On commence par une saga qui en fait a été plusieurs fois réécrite. Au départ c'est un projet d'un album où Cap rencontrerait l'acteur qui joue "Captain America" dans le téléfilm des 70's (sorti au cinéma en France).
Ca se voit car des parties sont assez "faciles" comme étant voué pour un album grand public.

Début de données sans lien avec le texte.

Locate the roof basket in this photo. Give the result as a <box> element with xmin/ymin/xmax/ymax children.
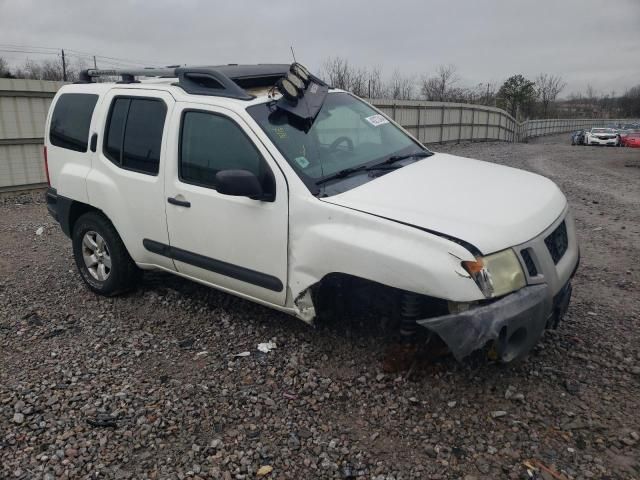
<box><xmin>78</xmin><ymin>64</ymin><xmax>295</xmax><ymax>100</ymax></box>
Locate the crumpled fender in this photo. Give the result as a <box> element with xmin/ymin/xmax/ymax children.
<box><xmin>286</xmin><ymin>196</ymin><xmax>485</xmax><ymax>313</ymax></box>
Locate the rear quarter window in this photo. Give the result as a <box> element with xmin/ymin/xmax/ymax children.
<box><xmin>49</xmin><ymin>93</ymin><xmax>99</xmax><ymax>152</ymax></box>
<box><xmin>103</xmin><ymin>96</ymin><xmax>167</xmax><ymax>176</ymax></box>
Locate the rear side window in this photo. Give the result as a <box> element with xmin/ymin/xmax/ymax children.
<box><xmin>49</xmin><ymin>93</ymin><xmax>98</xmax><ymax>152</ymax></box>
<box><xmin>179</xmin><ymin>111</ymin><xmax>266</xmax><ymax>188</ymax></box>
<box><xmin>103</xmin><ymin>97</ymin><xmax>166</xmax><ymax>175</ymax></box>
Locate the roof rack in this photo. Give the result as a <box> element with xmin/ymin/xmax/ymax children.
<box><xmin>78</xmin><ymin>64</ymin><xmax>292</xmax><ymax>100</ymax></box>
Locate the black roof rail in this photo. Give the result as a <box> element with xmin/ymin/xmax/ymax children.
<box><xmin>78</xmin><ymin>64</ymin><xmax>293</xmax><ymax>100</ymax></box>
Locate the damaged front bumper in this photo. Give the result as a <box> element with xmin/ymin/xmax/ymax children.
<box><xmin>417</xmin><ymin>283</ymin><xmax>572</xmax><ymax>362</ymax></box>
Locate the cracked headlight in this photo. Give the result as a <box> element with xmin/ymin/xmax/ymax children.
<box><xmin>462</xmin><ymin>249</ymin><xmax>526</xmax><ymax>298</ymax></box>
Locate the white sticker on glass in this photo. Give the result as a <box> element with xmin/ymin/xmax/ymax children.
<box><xmin>365</xmin><ymin>114</ymin><xmax>389</xmax><ymax>127</ymax></box>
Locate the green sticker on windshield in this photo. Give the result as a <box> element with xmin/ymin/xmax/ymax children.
<box><xmin>295</xmin><ymin>156</ymin><xmax>310</xmax><ymax>168</ymax></box>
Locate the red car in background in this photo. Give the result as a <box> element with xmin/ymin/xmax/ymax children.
<box><xmin>621</xmin><ymin>132</ymin><xmax>640</xmax><ymax>147</ymax></box>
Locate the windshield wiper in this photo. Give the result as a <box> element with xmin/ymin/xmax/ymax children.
<box><xmin>315</xmin><ymin>150</ymin><xmax>432</xmax><ymax>186</ymax></box>
<box><xmin>367</xmin><ymin>150</ymin><xmax>432</xmax><ymax>170</ymax></box>
<box><xmin>315</xmin><ymin>165</ymin><xmax>369</xmax><ymax>185</ymax></box>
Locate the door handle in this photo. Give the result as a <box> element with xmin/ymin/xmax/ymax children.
<box><xmin>167</xmin><ymin>196</ymin><xmax>191</xmax><ymax>208</ymax></box>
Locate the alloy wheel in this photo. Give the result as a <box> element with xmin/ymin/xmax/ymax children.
<box><xmin>82</xmin><ymin>231</ymin><xmax>112</xmax><ymax>281</ymax></box>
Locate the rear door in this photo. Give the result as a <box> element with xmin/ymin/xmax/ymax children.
<box><xmin>86</xmin><ymin>89</ymin><xmax>176</xmax><ymax>270</ymax></box>
<box><xmin>162</xmin><ymin>102</ymin><xmax>289</xmax><ymax>306</ymax></box>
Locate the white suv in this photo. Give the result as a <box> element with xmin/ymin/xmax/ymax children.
<box><xmin>44</xmin><ymin>63</ymin><xmax>579</xmax><ymax>362</ymax></box>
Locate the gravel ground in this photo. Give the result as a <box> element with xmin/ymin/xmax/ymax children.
<box><xmin>1</xmin><ymin>134</ymin><xmax>639</xmax><ymax>479</ymax></box>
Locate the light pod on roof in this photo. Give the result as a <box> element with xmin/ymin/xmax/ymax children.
<box><xmin>287</xmin><ymin>72</ymin><xmax>305</xmax><ymax>91</ymax></box>
<box><xmin>290</xmin><ymin>63</ymin><xmax>311</xmax><ymax>86</ymax></box>
<box><xmin>276</xmin><ymin>63</ymin><xmax>314</xmax><ymax>105</ymax></box>
<box><xmin>275</xmin><ymin>63</ymin><xmax>328</xmax><ymax>125</ymax></box>
<box><xmin>275</xmin><ymin>76</ymin><xmax>301</xmax><ymax>104</ymax></box>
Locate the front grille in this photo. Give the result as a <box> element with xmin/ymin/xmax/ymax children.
<box><xmin>545</xmin><ymin>221</ymin><xmax>568</xmax><ymax>264</ymax></box>
<box><xmin>520</xmin><ymin>249</ymin><xmax>538</xmax><ymax>276</ymax></box>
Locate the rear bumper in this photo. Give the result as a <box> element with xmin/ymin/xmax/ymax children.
<box><xmin>45</xmin><ymin>187</ymin><xmax>72</xmax><ymax>237</ymax></box>
<box><xmin>46</xmin><ymin>187</ymin><xmax>59</xmax><ymax>221</ymax></box>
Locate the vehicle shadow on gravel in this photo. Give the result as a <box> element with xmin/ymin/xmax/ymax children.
<box><xmin>136</xmin><ymin>270</ymin><xmax>519</xmax><ymax>378</ymax></box>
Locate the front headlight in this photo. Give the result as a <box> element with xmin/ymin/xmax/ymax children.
<box><xmin>462</xmin><ymin>249</ymin><xmax>526</xmax><ymax>298</ymax></box>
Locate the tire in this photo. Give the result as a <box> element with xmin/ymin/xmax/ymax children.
<box><xmin>72</xmin><ymin>211</ymin><xmax>140</xmax><ymax>296</ymax></box>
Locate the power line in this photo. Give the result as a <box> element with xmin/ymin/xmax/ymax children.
<box><xmin>0</xmin><ymin>43</ymin><xmax>171</xmax><ymax>68</ymax></box>
<box><xmin>0</xmin><ymin>48</ymin><xmax>59</xmax><ymax>56</ymax></box>
<box><xmin>0</xmin><ymin>43</ymin><xmax>60</xmax><ymax>52</ymax></box>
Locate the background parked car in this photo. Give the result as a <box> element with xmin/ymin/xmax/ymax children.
<box><xmin>621</xmin><ymin>132</ymin><xmax>640</xmax><ymax>147</ymax></box>
<box><xmin>570</xmin><ymin>130</ymin><xmax>586</xmax><ymax>145</ymax></box>
<box><xmin>584</xmin><ymin>127</ymin><xmax>619</xmax><ymax>146</ymax></box>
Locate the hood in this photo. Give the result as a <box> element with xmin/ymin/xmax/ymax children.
<box><xmin>322</xmin><ymin>153</ymin><xmax>566</xmax><ymax>254</ymax></box>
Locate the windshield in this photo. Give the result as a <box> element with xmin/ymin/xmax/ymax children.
<box><xmin>592</xmin><ymin>128</ymin><xmax>614</xmax><ymax>133</ymax></box>
<box><xmin>247</xmin><ymin>92</ymin><xmax>424</xmax><ymax>194</ymax></box>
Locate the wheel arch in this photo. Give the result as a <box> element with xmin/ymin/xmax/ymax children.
<box><xmin>293</xmin><ymin>271</ymin><xmax>450</xmax><ymax>325</ymax></box>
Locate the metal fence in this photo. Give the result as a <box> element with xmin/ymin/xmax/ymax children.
<box><xmin>371</xmin><ymin>99</ymin><xmax>519</xmax><ymax>144</ymax></box>
<box><xmin>0</xmin><ymin>79</ymin><xmax>636</xmax><ymax>191</ymax></box>
<box><xmin>371</xmin><ymin>99</ymin><xmax>634</xmax><ymax>144</ymax></box>
<box><xmin>517</xmin><ymin>117</ymin><xmax>631</xmax><ymax>140</ymax></box>
<box><xmin>0</xmin><ymin>78</ymin><xmax>62</xmax><ymax>191</ymax></box>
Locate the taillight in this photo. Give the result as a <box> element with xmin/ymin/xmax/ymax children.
<box><xmin>43</xmin><ymin>146</ymin><xmax>50</xmax><ymax>186</ymax></box>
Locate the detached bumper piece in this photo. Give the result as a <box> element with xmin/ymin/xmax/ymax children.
<box><xmin>417</xmin><ymin>285</ymin><xmax>554</xmax><ymax>363</ymax></box>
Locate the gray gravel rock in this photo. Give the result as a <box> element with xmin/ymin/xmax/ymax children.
<box><xmin>1</xmin><ymin>135</ymin><xmax>640</xmax><ymax>478</ymax></box>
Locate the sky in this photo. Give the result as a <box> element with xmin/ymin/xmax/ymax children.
<box><xmin>1</xmin><ymin>0</ymin><xmax>639</xmax><ymax>97</ymax></box>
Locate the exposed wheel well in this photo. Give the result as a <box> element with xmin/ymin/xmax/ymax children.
<box><xmin>67</xmin><ymin>201</ymin><xmax>101</xmax><ymax>235</ymax></box>
<box><xmin>309</xmin><ymin>273</ymin><xmax>449</xmax><ymax>327</ymax></box>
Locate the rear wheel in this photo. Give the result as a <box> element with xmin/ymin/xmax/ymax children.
<box><xmin>72</xmin><ymin>212</ymin><xmax>140</xmax><ymax>295</ymax></box>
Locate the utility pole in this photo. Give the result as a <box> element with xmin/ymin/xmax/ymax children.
<box><xmin>61</xmin><ymin>49</ymin><xmax>67</xmax><ymax>81</ymax></box>
<box><xmin>93</xmin><ymin>56</ymin><xmax>97</xmax><ymax>69</ymax></box>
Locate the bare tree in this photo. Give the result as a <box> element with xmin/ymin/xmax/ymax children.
<box><xmin>10</xmin><ymin>57</ymin><xmax>87</xmax><ymax>82</ymax></box>
<box><xmin>386</xmin><ymin>69</ymin><xmax>414</xmax><ymax>100</ymax></box>
<box><xmin>535</xmin><ymin>74</ymin><xmax>566</xmax><ymax>117</ymax></box>
<box><xmin>0</xmin><ymin>57</ymin><xmax>13</xmax><ymax>78</ymax></box>
<box><xmin>618</xmin><ymin>84</ymin><xmax>640</xmax><ymax>117</ymax></box>
<box><xmin>366</xmin><ymin>66</ymin><xmax>385</xmax><ymax>99</ymax></box>
<box><xmin>321</xmin><ymin>57</ymin><xmax>389</xmax><ymax>99</ymax></box>
<box><xmin>321</xmin><ymin>57</ymin><xmax>351</xmax><ymax>90</ymax></box>
<box><xmin>419</xmin><ymin>64</ymin><xmax>459</xmax><ymax>101</ymax></box>
<box><xmin>348</xmin><ymin>66</ymin><xmax>369</xmax><ymax>98</ymax></box>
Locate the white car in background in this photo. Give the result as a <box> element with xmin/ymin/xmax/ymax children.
<box><xmin>584</xmin><ymin>128</ymin><xmax>619</xmax><ymax>146</ymax></box>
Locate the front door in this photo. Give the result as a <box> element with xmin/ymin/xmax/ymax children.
<box><xmin>162</xmin><ymin>103</ymin><xmax>289</xmax><ymax>306</ymax></box>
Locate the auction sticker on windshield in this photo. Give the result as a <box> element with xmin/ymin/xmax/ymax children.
<box><xmin>365</xmin><ymin>114</ymin><xmax>389</xmax><ymax>127</ymax></box>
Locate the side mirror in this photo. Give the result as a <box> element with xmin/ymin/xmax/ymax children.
<box><xmin>215</xmin><ymin>169</ymin><xmax>273</xmax><ymax>201</ymax></box>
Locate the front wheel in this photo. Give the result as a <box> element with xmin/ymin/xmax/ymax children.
<box><xmin>72</xmin><ymin>212</ymin><xmax>140</xmax><ymax>296</ymax></box>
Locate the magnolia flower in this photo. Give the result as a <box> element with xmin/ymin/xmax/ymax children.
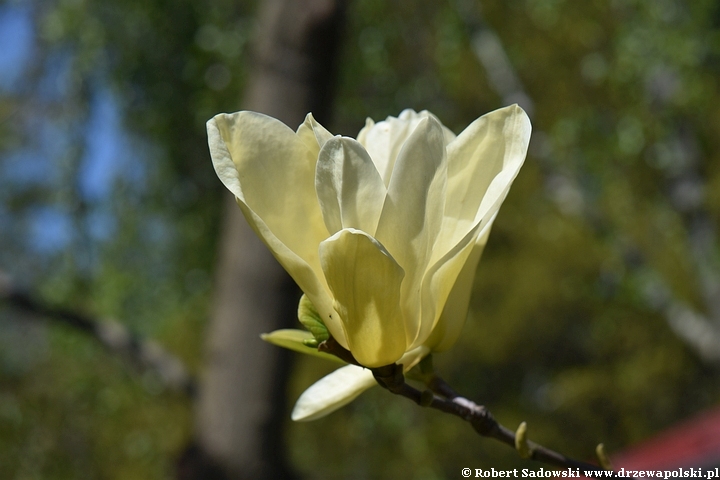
<box><xmin>207</xmin><ymin>105</ymin><xmax>531</xmax><ymax>421</ymax></box>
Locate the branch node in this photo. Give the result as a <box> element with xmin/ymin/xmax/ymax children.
<box><xmin>451</xmin><ymin>397</ymin><xmax>496</xmax><ymax>436</ymax></box>
<box><xmin>372</xmin><ymin>363</ymin><xmax>405</xmax><ymax>393</ymax></box>
<box><xmin>420</xmin><ymin>389</ymin><xmax>434</xmax><ymax>407</ymax></box>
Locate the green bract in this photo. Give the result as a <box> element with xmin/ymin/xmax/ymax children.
<box><xmin>208</xmin><ymin>106</ymin><xmax>531</xmax><ymax>421</ymax></box>
<box><xmin>297</xmin><ymin>294</ymin><xmax>329</xmax><ymax>345</ymax></box>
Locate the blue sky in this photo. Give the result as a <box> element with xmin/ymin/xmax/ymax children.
<box><xmin>1</xmin><ymin>4</ymin><xmax>145</xmax><ymax>253</ymax></box>
<box><xmin>0</xmin><ymin>4</ymin><xmax>33</xmax><ymax>90</ymax></box>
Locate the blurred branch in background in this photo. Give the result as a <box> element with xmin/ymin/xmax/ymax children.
<box><xmin>0</xmin><ymin>270</ymin><xmax>195</xmax><ymax>395</ymax></box>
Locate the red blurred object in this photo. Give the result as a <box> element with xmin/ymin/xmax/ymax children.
<box><xmin>613</xmin><ymin>407</ymin><xmax>720</xmax><ymax>470</ymax></box>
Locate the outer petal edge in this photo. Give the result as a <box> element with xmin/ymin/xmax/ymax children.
<box><xmin>291</xmin><ymin>365</ymin><xmax>376</xmax><ymax>422</ymax></box>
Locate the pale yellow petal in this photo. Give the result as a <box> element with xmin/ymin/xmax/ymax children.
<box><xmin>357</xmin><ymin>110</ymin><xmax>422</xmax><ymax>185</ymax></box>
<box><xmin>356</xmin><ymin>110</ymin><xmax>455</xmax><ymax>186</ymax></box>
<box><xmin>411</xmin><ymin>220</ymin><xmax>483</xmax><ymax>349</ymax></box>
<box><xmin>398</xmin><ymin>345</ymin><xmax>431</xmax><ymax>371</ymax></box>
<box><xmin>421</xmin><ymin>106</ymin><xmax>530</xmax><ymax>349</ymax></box>
<box><xmin>291</xmin><ymin>365</ymin><xmax>377</xmax><ymax>421</ymax></box>
<box><xmin>207</xmin><ymin>112</ymin><xmax>346</xmax><ymax>346</ymax></box>
<box><xmin>297</xmin><ymin>112</ymin><xmax>333</xmax><ymax>151</ymax></box>
<box><xmin>374</xmin><ymin>116</ymin><xmax>447</xmax><ymax>343</ymax></box>
<box><xmin>319</xmin><ymin>228</ymin><xmax>406</xmax><ymax>368</ymax></box>
<box><xmin>424</xmin><ymin>222</ymin><xmax>493</xmax><ymax>352</ymax></box>
<box><xmin>208</xmin><ymin>112</ymin><xmax>327</xmax><ymax>260</ymax></box>
<box><xmin>356</xmin><ymin>117</ymin><xmax>374</xmax><ymax>147</ymax></box>
<box><xmin>316</xmin><ymin>137</ymin><xmax>386</xmax><ymax>235</ymax></box>
<box><xmin>415</xmin><ymin>109</ymin><xmax>457</xmax><ymax>144</ymax></box>
<box><xmin>434</xmin><ymin>104</ymin><xmax>531</xmax><ymax>262</ymax></box>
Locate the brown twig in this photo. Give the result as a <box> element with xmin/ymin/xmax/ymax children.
<box><xmin>320</xmin><ymin>335</ymin><xmax>621</xmax><ymax>478</ymax></box>
<box><xmin>374</xmin><ymin>363</ymin><xmax>607</xmax><ymax>473</ymax></box>
<box><xmin>318</xmin><ymin>336</ymin><xmax>361</xmax><ymax>366</ymax></box>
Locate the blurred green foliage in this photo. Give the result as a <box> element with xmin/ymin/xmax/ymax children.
<box><xmin>2</xmin><ymin>0</ymin><xmax>720</xmax><ymax>478</ymax></box>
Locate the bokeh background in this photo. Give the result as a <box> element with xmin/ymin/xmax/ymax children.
<box><xmin>2</xmin><ymin>0</ymin><xmax>720</xmax><ymax>478</ymax></box>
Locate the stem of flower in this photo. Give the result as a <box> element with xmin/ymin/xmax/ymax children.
<box><xmin>317</xmin><ymin>336</ymin><xmax>361</xmax><ymax>366</ymax></box>
<box><xmin>317</xmin><ymin>334</ymin><xmax>625</xmax><ymax>479</ymax></box>
<box><xmin>372</xmin><ymin>363</ymin><xmax>621</xmax><ymax>477</ymax></box>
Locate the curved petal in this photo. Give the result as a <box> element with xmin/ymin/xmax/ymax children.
<box><xmin>356</xmin><ymin>117</ymin><xmax>374</xmax><ymax>148</ymax></box>
<box><xmin>319</xmin><ymin>228</ymin><xmax>406</xmax><ymax>368</ymax></box>
<box><xmin>208</xmin><ymin>112</ymin><xmax>345</xmax><ymax>345</ymax></box>
<box><xmin>417</xmin><ymin>105</ymin><xmax>531</xmax><ymax>347</ymax></box>
<box><xmin>297</xmin><ymin>112</ymin><xmax>333</xmax><ymax>151</ymax></box>
<box><xmin>208</xmin><ymin>112</ymin><xmax>327</xmax><ymax>254</ymax></box>
<box><xmin>422</xmin><ymin>106</ymin><xmax>530</xmax><ymax>347</ymax></box>
<box><xmin>315</xmin><ymin>137</ymin><xmax>386</xmax><ymax>235</ymax></box>
<box><xmin>291</xmin><ymin>364</ymin><xmax>376</xmax><ymax>422</ymax></box>
<box><xmin>424</xmin><ymin>219</ymin><xmax>493</xmax><ymax>352</ymax></box>
<box><xmin>398</xmin><ymin>345</ymin><xmax>431</xmax><ymax>371</ymax></box>
<box><xmin>374</xmin><ymin>116</ymin><xmax>447</xmax><ymax>343</ymax></box>
<box><xmin>411</xmin><ymin>220</ymin><xmax>483</xmax><ymax>349</ymax></box>
<box><xmin>357</xmin><ymin>109</ymin><xmax>453</xmax><ymax>186</ymax></box>
<box><xmin>434</xmin><ymin>105</ymin><xmax>531</xmax><ymax>261</ymax></box>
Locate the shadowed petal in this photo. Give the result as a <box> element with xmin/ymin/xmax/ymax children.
<box><xmin>297</xmin><ymin>112</ymin><xmax>333</xmax><ymax>151</ymax></box>
<box><xmin>316</xmin><ymin>137</ymin><xmax>386</xmax><ymax>235</ymax></box>
<box><xmin>357</xmin><ymin>109</ymin><xmax>454</xmax><ymax>186</ymax></box>
<box><xmin>374</xmin><ymin>116</ymin><xmax>447</xmax><ymax>343</ymax></box>
<box><xmin>411</xmin><ymin>219</ymin><xmax>484</xmax><ymax>348</ymax></box>
<box><xmin>427</xmin><ymin>223</ymin><xmax>493</xmax><ymax>352</ymax></box>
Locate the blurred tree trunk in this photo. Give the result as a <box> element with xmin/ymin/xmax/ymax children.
<box><xmin>178</xmin><ymin>1</ymin><xmax>346</xmax><ymax>479</ymax></box>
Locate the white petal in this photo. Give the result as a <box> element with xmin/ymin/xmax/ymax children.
<box><xmin>319</xmin><ymin>229</ymin><xmax>406</xmax><ymax>368</ymax></box>
<box><xmin>356</xmin><ymin>117</ymin><xmax>374</xmax><ymax>147</ymax></box>
<box><xmin>374</xmin><ymin>116</ymin><xmax>448</xmax><ymax>343</ymax></box>
<box><xmin>291</xmin><ymin>345</ymin><xmax>431</xmax><ymax>422</ymax></box>
<box><xmin>414</xmin><ymin>110</ymin><xmax>457</xmax><ymax>144</ymax></box>
<box><xmin>315</xmin><ymin>137</ymin><xmax>386</xmax><ymax>235</ymax></box>
<box><xmin>291</xmin><ymin>364</ymin><xmax>376</xmax><ymax>422</ymax></box>
<box><xmin>207</xmin><ymin>112</ymin><xmax>346</xmax><ymax>346</ymax></box>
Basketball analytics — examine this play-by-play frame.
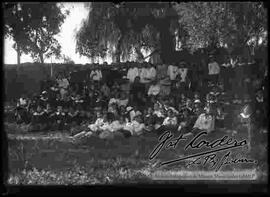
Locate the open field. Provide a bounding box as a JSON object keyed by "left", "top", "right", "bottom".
{"left": 5, "top": 122, "right": 268, "bottom": 185}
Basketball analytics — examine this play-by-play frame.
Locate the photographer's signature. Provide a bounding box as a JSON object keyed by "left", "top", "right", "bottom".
{"left": 149, "top": 131, "right": 257, "bottom": 171}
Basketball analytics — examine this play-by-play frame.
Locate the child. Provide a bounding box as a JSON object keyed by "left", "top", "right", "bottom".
{"left": 118, "top": 91, "right": 129, "bottom": 107}
{"left": 66, "top": 106, "right": 78, "bottom": 129}
{"left": 193, "top": 92, "right": 201, "bottom": 104}
{"left": 29, "top": 105, "right": 46, "bottom": 132}
{"left": 100, "top": 82, "right": 110, "bottom": 98}
{"left": 156, "top": 109, "right": 178, "bottom": 135}
{"left": 108, "top": 102, "right": 119, "bottom": 119}
{"left": 215, "top": 106, "right": 226, "bottom": 130}
{"left": 52, "top": 105, "right": 66, "bottom": 131}
{"left": 177, "top": 108, "right": 193, "bottom": 133}
{"left": 43, "top": 103, "right": 54, "bottom": 130}
{"left": 143, "top": 107, "right": 156, "bottom": 132}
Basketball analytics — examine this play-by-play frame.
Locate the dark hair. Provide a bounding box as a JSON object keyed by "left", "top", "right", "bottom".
{"left": 107, "top": 112, "right": 115, "bottom": 122}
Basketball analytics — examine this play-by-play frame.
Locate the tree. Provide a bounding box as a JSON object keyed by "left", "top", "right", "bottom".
{"left": 4, "top": 2, "right": 68, "bottom": 64}
{"left": 174, "top": 2, "right": 267, "bottom": 54}
{"left": 76, "top": 2, "right": 179, "bottom": 63}
{"left": 4, "top": 2, "right": 26, "bottom": 65}
{"left": 62, "top": 55, "right": 75, "bottom": 64}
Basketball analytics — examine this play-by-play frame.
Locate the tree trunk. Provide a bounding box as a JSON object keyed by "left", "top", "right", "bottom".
{"left": 158, "top": 19, "right": 175, "bottom": 64}
{"left": 135, "top": 46, "right": 144, "bottom": 62}
{"left": 115, "top": 35, "right": 122, "bottom": 63}
{"left": 16, "top": 43, "right": 21, "bottom": 65}
{"left": 39, "top": 52, "right": 44, "bottom": 64}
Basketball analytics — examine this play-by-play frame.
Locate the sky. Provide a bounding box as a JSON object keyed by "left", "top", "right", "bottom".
{"left": 4, "top": 3, "right": 91, "bottom": 64}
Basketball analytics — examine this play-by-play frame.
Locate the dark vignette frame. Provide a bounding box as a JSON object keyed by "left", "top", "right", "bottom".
{"left": 1, "top": 0, "right": 269, "bottom": 196}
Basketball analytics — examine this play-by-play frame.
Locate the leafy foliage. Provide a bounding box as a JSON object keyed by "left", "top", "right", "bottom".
{"left": 4, "top": 3, "right": 68, "bottom": 63}
{"left": 76, "top": 2, "right": 178, "bottom": 63}
{"left": 174, "top": 2, "right": 267, "bottom": 53}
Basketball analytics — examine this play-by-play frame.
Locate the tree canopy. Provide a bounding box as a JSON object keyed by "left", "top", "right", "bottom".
{"left": 76, "top": 2, "right": 267, "bottom": 63}
{"left": 4, "top": 2, "right": 68, "bottom": 64}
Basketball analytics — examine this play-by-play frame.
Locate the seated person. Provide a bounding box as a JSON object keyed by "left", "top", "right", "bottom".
{"left": 127, "top": 106, "right": 142, "bottom": 121}
{"left": 108, "top": 103, "right": 119, "bottom": 119}
{"left": 43, "top": 103, "right": 54, "bottom": 129}
{"left": 122, "top": 115, "right": 145, "bottom": 136}
{"left": 29, "top": 105, "right": 46, "bottom": 132}
{"left": 108, "top": 92, "right": 120, "bottom": 106}
{"left": 193, "top": 92, "right": 201, "bottom": 104}
{"left": 117, "top": 92, "right": 129, "bottom": 107}
{"left": 51, "top": 105, "right": 66, "bottom": 131}
{"left": 143, "top": 107, "right": 156, "bottom": 132}
{"left": 100, "top": 82, "right": 110, "bottom": 98}
{"left": 254, "top": 90, "right": 266, "bottom": 128}
{"left": 87, "top": 111, "right": 106, "bottom": 133}
{"left": 193, "top": 105, "right": 215, "bottom": 133}
{"left": 147, "top": 80, "right": 160, "bottom": 96}
{"left": 99, "top": 113, "right": 123, "bottom": 139}
{"left": 232, "top": 104, "right": 253, "bottom": 134}
{"left": 66, "top": 106, "right": 79, "bottom": 128}
{"left": 192, "top": 102, "right": 203, "bottom": 117}
{"left": 177, "top": 108, "right": 193, "bottom": 133}
{"left": 215, "top": 106, "right": 226, "bottom": 129}
{"left": 156, "top": 109, "right": 178, "bottom": 135}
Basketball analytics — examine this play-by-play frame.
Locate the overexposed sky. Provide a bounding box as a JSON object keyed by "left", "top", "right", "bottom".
{"left": 4, "top": 2, "right": 90, "bottom": 64}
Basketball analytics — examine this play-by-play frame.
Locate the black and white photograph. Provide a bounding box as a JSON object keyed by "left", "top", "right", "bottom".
{"left": 3, "top": 1, "right": 268, "bottom": 191}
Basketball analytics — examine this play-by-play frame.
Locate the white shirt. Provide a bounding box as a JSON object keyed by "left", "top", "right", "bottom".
{"left": 57, "top": 78, "right": 69, "bottom": 89}
{"left": 118, "top": 98, "right": 129, "bottom": 107}
{"left": 139, "top": 67, "right": 149, "bottom": 83}
{"left": 124, "top": 121, "right": 145, "bottom": 135}
{"left": 109, "top": 120, "right": 123, "bottom": 132}
{"left": 90, "top": 70, "right": 102, "bottom": 81}
{"left": 178, "top": 68, "right": 188, "bottom": 82}
{"left": 129, "top": 110, "right": 142, "bottom": 121}
{"left": 19, "top": 98, "right": 27, "bottom": 106}
{"left": 88, "top": 118, "right": 105, "bottom": 132}
{"left": 109, "top": 98, "right": 119, "bottom": 105}
{"left": 193, "top": 113, "right": 215, "bottom": 132}
{"left": 147, "top": 67, "right": 157, "bottom": 81}
{"left": 167, "top": 65, "right": 179, "bottom": 80}
{"left": 127, "top": 67, "right": 139, "bottom": 82}
{"left": 148, "top": 84, "right": 160, "bottom": 96}
{"left": 208, "top": 62, "right": 220, "bottom": 75}
{"left": 157, "top": 64, "right": 168, "bottom": 79}
{"left": 162, "top": 117, "right": 178, "bottom": 126}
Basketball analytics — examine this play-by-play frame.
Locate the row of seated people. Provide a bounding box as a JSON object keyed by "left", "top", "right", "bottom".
{"left": 9, "top": 78, "right": 267, "bottom": 138}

Ceci dit cette histoire introduit pas mal de choses: un nouveau Nomad assez éphémère, un Red Skull en homme d'affaire qui veut utiliser le capitalisme pour faire chuter la démocratie qu'on retrouvera tout au long du run de Dematteis mais aussi chez Mark Gruenwald, enfin le fait d'imposer sa volonté et sa vision sur d'autres qui sera un leitmotiv du run. L'intrigue envoie donc pas mal de clins d'œil vers la période Englehart (Nomad/ l'utilisation d'une campagne médiatique de dénigrement avec un vilain se faisant passer pour un héros) et la période Don Glut/Steve Gerber puisque le héros se retrouve sur un tournage avec le retour de l'Améridroid. Ces 3 épisodes s'avère quand même un peu bancal. Mike Zeck est encré par le Quickdraw Studios. On peut penser que Vince Coletta ou Frank Springer en font partie et donc le résultat bouge d'une page à l'autre et est rarement en adéquation avec la puissance du trait de Zeck. On sent aussi que le scénariste tâtonne encore sur la vie privé de Steve que ce soit la soirée de beuverie (qui sera mal accueilli par le lectorat) ou les liens avec Bernie. Cependant, on sent que cela l'intéresse et qu'il gardera la galerie de personnages introduit par Roger McKenzie ou Roger Stern et John Byrne. Bref cet arc n'est pas convaincant dans son ensemble mais place des pions.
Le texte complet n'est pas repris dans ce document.